Students unleash their voice at BCE’s inaugural Festival of Ideas

Festival of Ideas

BCE Executive Director Pam Betts with Student Voice Consultants

“WE are listening!”

That was the assurance Brisbane Catholic Education’s (BCE) Executive Director Pam Betts gave to more than 70 student delegates who “unleashed their voices” at the inaugural Festival of Ideas.

Held in the State Library’s creative hub The Edge, the Festival of Ideas provided a platform for the secondary students to discuss the top issues that impacted on their educational experience, including safety and belonging, curriculum, facilities and Student Voice.

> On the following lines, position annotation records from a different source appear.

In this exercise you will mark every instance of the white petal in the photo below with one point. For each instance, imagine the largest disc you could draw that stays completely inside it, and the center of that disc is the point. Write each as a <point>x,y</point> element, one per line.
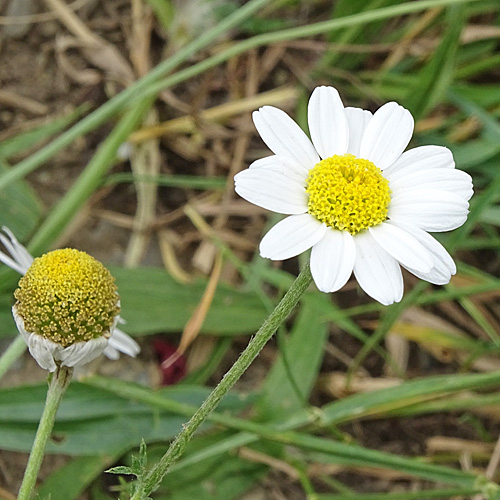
<point>402,246</point>
<point>291,236</point>
<point>446,179</point>
<point>444,266</point>
<point>327,122</point>
<point>42,351</point>
<point>124,343</point>
<point>283,136</point>
<point>111,353</point>
<point>332,260</point>
<point>387,135</point>
<point>378,274</point>
<point>421,158</point>
<point>358,120</point>
<point>271,190</point>
<point>284,165</point>
<point>430,210</point>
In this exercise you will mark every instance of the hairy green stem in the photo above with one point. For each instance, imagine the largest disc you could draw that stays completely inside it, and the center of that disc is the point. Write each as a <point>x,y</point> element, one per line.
<point>59,381</point>
<point>266,331</point>
<point>122,100</point>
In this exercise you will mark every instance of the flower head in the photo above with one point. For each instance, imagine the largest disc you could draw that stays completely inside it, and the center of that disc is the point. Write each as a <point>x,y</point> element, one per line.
<point>354,196</point>
<point>67,306</point>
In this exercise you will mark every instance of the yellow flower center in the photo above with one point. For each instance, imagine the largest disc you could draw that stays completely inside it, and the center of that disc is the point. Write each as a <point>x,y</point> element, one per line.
<point>348,193</point>
<point>67,296</point>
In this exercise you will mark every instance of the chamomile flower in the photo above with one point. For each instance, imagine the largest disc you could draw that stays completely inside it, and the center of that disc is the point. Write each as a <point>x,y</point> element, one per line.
<point>67,306</point>
<point>354,197</point>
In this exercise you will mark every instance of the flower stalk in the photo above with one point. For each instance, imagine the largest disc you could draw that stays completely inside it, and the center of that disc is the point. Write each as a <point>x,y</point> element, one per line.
<point>58,383</point>
<point>266,331</point>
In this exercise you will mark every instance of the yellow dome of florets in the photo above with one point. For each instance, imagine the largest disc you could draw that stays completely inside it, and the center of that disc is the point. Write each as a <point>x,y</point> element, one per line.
<point>67,296</point>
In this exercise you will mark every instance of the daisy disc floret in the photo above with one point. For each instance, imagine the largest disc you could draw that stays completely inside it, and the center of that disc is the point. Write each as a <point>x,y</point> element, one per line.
<point>347,193</point>
<point>355,197</point>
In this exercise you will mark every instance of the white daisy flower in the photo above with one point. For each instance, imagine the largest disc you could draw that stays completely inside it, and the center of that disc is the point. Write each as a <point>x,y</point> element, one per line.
<point>67,306</point>
<point>354,197</point>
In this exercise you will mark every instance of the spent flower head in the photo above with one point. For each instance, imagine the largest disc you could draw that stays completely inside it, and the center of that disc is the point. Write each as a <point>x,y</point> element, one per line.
<point>67,306</point>
<point>354,196</point>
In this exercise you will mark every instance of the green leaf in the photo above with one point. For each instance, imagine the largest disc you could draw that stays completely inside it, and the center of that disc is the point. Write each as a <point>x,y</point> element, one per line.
<point>303,353</point>
<point>436,76</point>
<point>70,481</point>
<point>26,140</point>
<point>92,421</point>
<point>20,209</point>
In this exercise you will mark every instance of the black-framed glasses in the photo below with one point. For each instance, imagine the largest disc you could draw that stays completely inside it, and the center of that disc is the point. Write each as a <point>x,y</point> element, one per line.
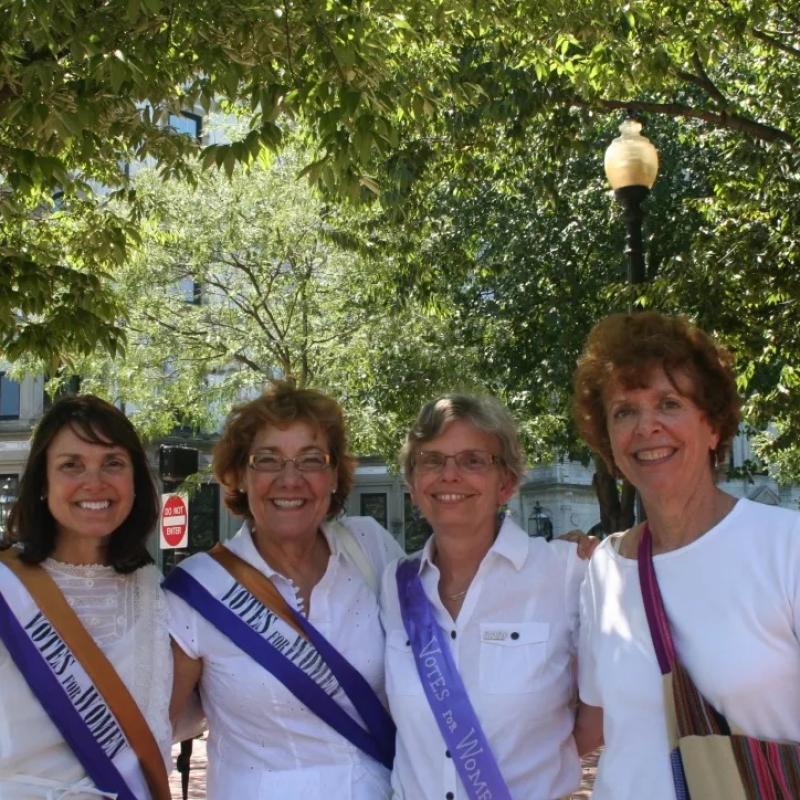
<point>270,461</point>
<point>472,461</point>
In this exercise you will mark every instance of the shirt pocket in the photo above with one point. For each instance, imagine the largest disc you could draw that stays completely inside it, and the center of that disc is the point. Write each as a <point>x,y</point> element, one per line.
<point>401,668</point>
<point>511,655</point>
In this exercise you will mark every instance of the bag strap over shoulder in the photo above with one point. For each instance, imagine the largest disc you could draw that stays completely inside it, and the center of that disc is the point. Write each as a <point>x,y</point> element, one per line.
<point>52,603</point>
<point>258,584</point>
<point>693,714</point>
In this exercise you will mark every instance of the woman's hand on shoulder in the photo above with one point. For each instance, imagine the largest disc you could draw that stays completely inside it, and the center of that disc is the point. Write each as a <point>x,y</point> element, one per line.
<point>586,544</point>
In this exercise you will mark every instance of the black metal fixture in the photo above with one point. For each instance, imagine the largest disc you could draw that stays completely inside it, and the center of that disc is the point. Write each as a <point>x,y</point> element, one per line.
<point>631,165</point>
<point>539,523</point>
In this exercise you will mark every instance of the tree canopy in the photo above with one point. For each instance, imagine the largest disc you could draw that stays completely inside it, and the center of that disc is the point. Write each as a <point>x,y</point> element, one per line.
<point>85,89</point>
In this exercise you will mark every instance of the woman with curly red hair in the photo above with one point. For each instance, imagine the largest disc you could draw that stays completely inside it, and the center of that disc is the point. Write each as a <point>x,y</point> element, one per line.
<point>705,593</point>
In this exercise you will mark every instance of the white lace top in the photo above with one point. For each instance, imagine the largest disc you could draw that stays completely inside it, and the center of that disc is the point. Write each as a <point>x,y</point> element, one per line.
<point>126,616</point>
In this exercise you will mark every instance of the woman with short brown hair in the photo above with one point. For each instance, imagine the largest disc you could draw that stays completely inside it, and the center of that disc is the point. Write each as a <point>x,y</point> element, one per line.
<point>279,627</point>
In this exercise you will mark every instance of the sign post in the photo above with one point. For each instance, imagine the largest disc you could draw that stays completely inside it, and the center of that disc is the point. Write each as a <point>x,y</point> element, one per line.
<point>174,522</point>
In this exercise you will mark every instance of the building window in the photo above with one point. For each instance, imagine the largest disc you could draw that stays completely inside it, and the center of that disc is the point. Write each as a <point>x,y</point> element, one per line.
<point>9,484</point>
<point>9,397</point>
<point>186,124</point>
<point>190,290</point>
<point>375,505</point>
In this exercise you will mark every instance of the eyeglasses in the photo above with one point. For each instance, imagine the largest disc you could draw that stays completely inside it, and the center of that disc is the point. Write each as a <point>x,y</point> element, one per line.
<point>472,461</point>
<point>270,461</point>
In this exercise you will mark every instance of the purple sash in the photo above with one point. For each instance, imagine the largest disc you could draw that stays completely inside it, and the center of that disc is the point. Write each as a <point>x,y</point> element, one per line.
<point>377,741</point>
<point>71,706</point>
<point>445,691</point>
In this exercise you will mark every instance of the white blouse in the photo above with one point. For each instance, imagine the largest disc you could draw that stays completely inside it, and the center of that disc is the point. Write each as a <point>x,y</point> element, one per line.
<point>514,643</point>
<point>126,615</point>
<point>262,741</point>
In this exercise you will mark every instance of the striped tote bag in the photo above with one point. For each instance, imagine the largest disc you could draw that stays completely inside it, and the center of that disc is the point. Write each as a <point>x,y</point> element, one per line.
<point>710,761</point>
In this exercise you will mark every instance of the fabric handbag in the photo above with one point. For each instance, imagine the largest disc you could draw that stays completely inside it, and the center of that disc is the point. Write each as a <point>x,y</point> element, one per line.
<point>710,760</point>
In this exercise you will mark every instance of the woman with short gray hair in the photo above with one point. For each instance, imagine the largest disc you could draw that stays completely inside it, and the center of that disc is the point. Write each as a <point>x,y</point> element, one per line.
<point>481,624</point>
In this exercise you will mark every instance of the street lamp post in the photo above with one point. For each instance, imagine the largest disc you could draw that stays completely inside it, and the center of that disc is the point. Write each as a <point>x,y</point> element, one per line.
<point>631,165</point>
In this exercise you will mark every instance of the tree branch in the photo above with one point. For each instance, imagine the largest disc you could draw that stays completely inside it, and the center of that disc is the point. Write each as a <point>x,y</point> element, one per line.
<point>721,119</point>
<point>770,39</point>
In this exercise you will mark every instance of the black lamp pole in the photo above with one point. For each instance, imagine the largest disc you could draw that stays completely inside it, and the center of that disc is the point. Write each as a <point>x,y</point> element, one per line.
<point>630,198</point>
<point>631,165</point>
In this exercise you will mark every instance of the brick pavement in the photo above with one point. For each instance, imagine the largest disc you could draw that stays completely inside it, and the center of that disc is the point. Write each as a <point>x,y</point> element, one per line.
<point>197,776</point>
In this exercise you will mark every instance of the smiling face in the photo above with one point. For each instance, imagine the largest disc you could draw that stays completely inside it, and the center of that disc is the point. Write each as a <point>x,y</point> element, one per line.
<point>456,499</point>
<point>89,490</point>
<point>289,505</point>
<point>660,439</point>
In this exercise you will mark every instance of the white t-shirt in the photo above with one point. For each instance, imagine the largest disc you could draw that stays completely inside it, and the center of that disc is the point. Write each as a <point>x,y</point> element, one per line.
<point>263,742</point>
<point>126,616</point>
<point>733,601</point>
<point>522,687</point>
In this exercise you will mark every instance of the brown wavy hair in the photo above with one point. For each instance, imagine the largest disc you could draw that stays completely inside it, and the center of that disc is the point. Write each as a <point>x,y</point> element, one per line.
<point>627,347</point>
<point>278,407</point>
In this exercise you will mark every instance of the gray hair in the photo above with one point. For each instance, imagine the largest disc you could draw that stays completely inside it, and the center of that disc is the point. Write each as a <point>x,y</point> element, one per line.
<point>484,413</point>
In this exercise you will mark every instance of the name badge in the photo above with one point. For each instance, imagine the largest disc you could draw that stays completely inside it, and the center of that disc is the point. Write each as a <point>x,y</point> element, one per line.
<point>494,636</point>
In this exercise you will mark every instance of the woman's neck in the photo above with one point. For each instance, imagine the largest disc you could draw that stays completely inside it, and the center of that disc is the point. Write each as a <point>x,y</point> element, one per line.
<point>80,552</point>
<point>676,523</point>
<point>302,559</point>
<point>458,558</point>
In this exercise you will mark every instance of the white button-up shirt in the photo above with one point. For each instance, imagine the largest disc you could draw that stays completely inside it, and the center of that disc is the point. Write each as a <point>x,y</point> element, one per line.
<point>514,643</point>
<point>263,742</point>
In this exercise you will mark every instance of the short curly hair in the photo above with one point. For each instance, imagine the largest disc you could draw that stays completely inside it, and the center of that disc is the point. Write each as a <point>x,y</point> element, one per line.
<point>279,406</point>
<point>627,347</point>
<point>484,413</point>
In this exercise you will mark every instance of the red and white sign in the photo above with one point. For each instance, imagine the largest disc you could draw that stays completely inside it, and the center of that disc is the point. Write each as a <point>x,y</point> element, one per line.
<point>174,522</point>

Miss Betts said the festival, run by students, for students, had exceeded all her expectations.

She said the range of issues raised really captured the heart of what it was to be a student in one of our schools.

She encouraged the students to continue to raise their voices on behalf of every young person in a BCE school.

“Your voice is absolutely critical to us and we commit to hearing that voice right across our system,” she told the student delegates.

“We will hear you and we will do everything we can to take the issues you raise and make them a reality so that our schools can be better places.”

“Places where we can serve young people, including those who will come after you, even better than we do now,” she said.

Celebrating a successful Festival of Ideas

Throughout the day-long festival, student delegates collaborated in Action Teams, came up with solutions and pitched their Action Plans to their peers.

Following a vote, they were delighted to learn Student Voice was the top issue to be actioned by BCE’s Student Voice Team at a systemic level in 2020.

Alysha Gray, one of 13 Student Voice Consultants, said six months of effort went into planning and bringing the Festival to fruition.

The St Thomas More College, Sunnybank, student said she could not have asked for a better outcome with the ideas and solutions the student delegates came up with even better than she could have imagined.

She said prioritising opportunities for Student Voice at school and system level supported that students wanted to be heard in BCE.

“We believe that by giving students input into their schooling experience it will provide benefits to not only individual students, but our entire system of schools.”

“Having Miss Betts and the BCE Leadership Team here showed that Student Voice is valued and that our team is valued by BCE,” she said.


Students Aidan Toohey and Hannah Box travelled from Sienna Catholic College, Sippy Downs, to the State Library to unleash their voice

Student delegates Hannah Box and Aidan Toohey, who travelled from Siena Catholic College, Sippy Downs, said the Festival of Ideas was an opportunity to engage and enjoy time with their peers while trying to initiate change in BCE.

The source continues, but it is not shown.